Do you see the importance of this? You can take what we call the Old Testament, those 39 books that are identified in your Bible, and you can have confidence that they are the word of God. Because of how they came to be, because of the standard God set, because these men were accepted in their own times, because even in Jewish scholarship they understand how the canon was formed and why it was formed. But most importantly of all, our Lord himself during His earthly life affirmed those books in the first part of your Bible as the very words of God. Your confidence in the scripture does not rest on some church council that met 300 years after Christ. It rests on the affirmation and seal of God himself.
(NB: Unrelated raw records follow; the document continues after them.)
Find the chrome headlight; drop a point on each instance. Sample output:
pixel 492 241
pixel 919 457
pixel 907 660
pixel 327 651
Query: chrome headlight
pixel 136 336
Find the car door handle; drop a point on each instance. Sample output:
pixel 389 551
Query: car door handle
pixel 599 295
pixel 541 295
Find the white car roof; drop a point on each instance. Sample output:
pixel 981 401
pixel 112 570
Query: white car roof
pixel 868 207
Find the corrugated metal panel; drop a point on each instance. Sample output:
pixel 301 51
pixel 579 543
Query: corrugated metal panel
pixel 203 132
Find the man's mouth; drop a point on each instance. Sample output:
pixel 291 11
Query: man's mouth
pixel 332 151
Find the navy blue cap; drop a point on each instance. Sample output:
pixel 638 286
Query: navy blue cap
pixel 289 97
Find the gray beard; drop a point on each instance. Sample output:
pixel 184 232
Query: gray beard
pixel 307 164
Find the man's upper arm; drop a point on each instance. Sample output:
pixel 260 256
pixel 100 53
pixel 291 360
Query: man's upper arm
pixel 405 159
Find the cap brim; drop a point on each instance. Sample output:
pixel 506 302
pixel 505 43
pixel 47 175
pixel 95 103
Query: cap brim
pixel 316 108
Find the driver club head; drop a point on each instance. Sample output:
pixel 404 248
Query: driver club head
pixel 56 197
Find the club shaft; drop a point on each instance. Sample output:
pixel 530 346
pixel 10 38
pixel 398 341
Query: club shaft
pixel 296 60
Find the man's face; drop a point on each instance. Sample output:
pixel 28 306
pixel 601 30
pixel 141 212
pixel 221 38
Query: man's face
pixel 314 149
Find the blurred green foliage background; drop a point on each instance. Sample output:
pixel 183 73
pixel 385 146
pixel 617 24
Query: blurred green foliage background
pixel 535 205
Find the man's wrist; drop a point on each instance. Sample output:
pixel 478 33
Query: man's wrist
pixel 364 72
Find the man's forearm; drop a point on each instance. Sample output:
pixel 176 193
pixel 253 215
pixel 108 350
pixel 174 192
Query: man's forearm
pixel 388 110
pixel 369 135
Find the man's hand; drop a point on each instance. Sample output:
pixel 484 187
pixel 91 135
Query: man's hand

Now that raises the question, what about those books that are commonly called the Apocrypha? They existed in the time of Christ. Why do we accept the Hebrew Old Testament and not accept as part of the canon the 14 books that appear in the Septuagint and that appear in the Roman Catholic Bible? And what about the New Testament? Well, Lord willing we'll deal with both of those questions next week. Let's pray together.

Our father we stand amazed at your wisdom. Father, we thank you that our faith rests on solid ground. We thank you that that you then lay down through him criteria for those who would come after him and the prophets speak on your behalf. Father, thank you that our Old Testament was settled so long ago, 400 years before our Lord and that He affirmed it. Father, give us confidence in your word, help us to allow it to be the rule of what we believe and how we live. Lord, may you be true and every man a liar. We pray in Jesus' name. Amen.